In terms of things that are horrible, we have to imagine that having a heart attack during sex, or having a partner have a heart attack during sex, would be traumatizing enough to make a person never want to have sex again. What's significant is that according to doctors, less than one percent of people who have heart attacks do while having sex. Still, people who have experienced a heart attack are often reticent to resume sexual activity and rarely get advice from their doctor regarding when it's once again safe to get busy.

A study published yesterday by the American Journal of Cardiology concludes that fewer than half of all patients who suffered a heart attack received instruction from their doctor regarding reintegrating sex into their lives. A survey polling 1,879 heart attack patients concluded that after a year of follow up visits, less than half of male and about a third of women heart attack survivors received explicit instructions from their doctor regarding sex. Thus, many patients unnecessarily avoided sexual activity. Less than one percent of heart attack survivors die during a sexual encounter.

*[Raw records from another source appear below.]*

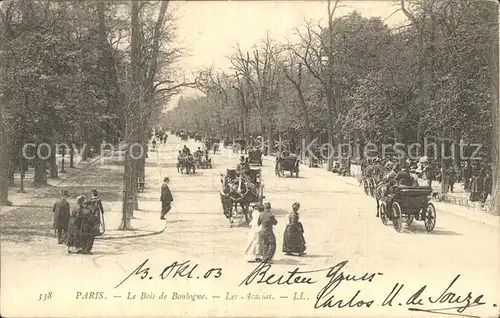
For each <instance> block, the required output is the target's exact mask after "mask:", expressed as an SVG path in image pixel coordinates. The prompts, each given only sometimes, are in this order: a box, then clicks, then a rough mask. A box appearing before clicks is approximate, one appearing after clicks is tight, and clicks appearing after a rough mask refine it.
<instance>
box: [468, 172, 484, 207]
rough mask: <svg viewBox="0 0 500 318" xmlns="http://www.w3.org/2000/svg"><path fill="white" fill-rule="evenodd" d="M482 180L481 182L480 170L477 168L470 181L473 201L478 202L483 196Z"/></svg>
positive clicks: (470, 185) (470, 196)
mask: <svg viewBox="0 0 500 318" xmlns="http://www.w3.org/2000/svg"><path fill="white" fill-rule="evenodd" d="M481 190H482V189H480V182H479V172H478V171H477V169H476V168H474V169H473V170H472V178H471V181H470V197H469V200H470V201H471V202H476V201H479V200H480V196H481Z"/></svg>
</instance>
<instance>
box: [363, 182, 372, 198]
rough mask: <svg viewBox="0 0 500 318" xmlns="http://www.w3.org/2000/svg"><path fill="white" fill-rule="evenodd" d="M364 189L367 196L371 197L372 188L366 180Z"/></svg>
mask: <svg viewBox="0 0 500 318" xmlns="http://www.w3.org/2000/svg"><path fill="white" fill-rule="evenodd" d="M363 188H364V190H365V194H366V195H370V186H369V185H368V181H366V180H364V181H363Z"/></svg>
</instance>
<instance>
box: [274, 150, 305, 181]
mask: <svg viewBox="0 0 500 318" xmlns="http://www.w3.org/2000/svg"><path fill="white" fill-rule="evenodd" d="M299 164H300V160H299V158H298V157H297V156H295V155H291V156H286V157H282V156H278V157H276V167H275V173H276V175H277V176H278V177H283V176H285V171H290V176H293V174H294V173H295V177H296V178H298V177H299Z"/></svg>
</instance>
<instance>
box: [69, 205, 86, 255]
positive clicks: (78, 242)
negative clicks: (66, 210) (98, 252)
mask: <svg viewBox="0 0 500 318" xmlns="http://www.w3.org/2000/svg"><path fill="white" fill-rule="evenodd" d="M84 202H85V196H83V195H81V196H79V197H78V198H76V203H77V207H76V208H75V209H73V211H71V215H70V217H69V222H68V240H67V245H68V253H81V251H82V250H83V249H82V240H81V227H82V220H83V217H82V210H83V203H84Z"/></svg>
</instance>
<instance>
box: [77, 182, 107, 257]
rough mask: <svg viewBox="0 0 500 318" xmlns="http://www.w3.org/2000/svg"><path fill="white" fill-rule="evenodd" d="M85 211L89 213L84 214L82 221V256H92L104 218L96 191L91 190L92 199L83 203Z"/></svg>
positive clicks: (100, 203) (99, 202)
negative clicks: (82, 255)
mask: <svg viewBox="0 0 500 318" xmlns="http://www.w3.org/2000/svg"><path fill="white" fill-rule="evenodd" d="M84 205H85V207H86V210H85V211H88V210H90V213H84V217H83V220H82V252H83V254H92V252H91V250H92V248H93V246H94V240H95V237H96V236H99V235H101V234H102V233H101V229H100V226H101V222H102V218H103V217H104V209H103V207H102V202H101V199H100V198H99V194H98V193H97V190H92V198H91V199H90V200H89V201H87V202H85V204H84Z"/></svg>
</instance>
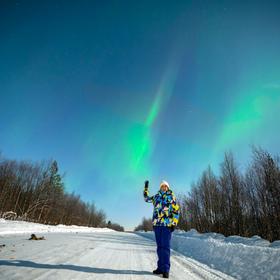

The study concluded that receiving explicit instructions from a doctor about sexual activity was the primary influence on when a heart attack survivor would begin having sex again. For women, this advice was the number one predictor.

Heart attack patients capable of moderate physical activity are usually okay to have sex.

Heart attack patients capable of moderate physical activity are usually okay to have sex.

Professional wisdom states that most stable patients are physically able to have sex one week to ten days after an attack. Current guidelines by leading cardiologists say that if a recovering patient is physically able to climb a few flights of stairs or engage in other moderate exercise, then they are likely physically able to have sex too. Of course, most patients don't know this, as most doctors don't bring it up.

“This study may help doctors address issues that they're traditionally reluctant to discuss,” said study author, Harlan Krumholz, MD, professor of medicine and epidemiology and public health at Yale University School of Medicine. “We're showing that addressing sexual health may make a difference to long-term outcomes.”

The study also concluded that most male patients and roughly half of female patients are sexually active and thus recommended that doctors avoid making assumptions about which of their patients value their sex lives. Nearly all of the patients surveyed considered sex in regards to their quality of life, regardless of whether or not they were sexually active.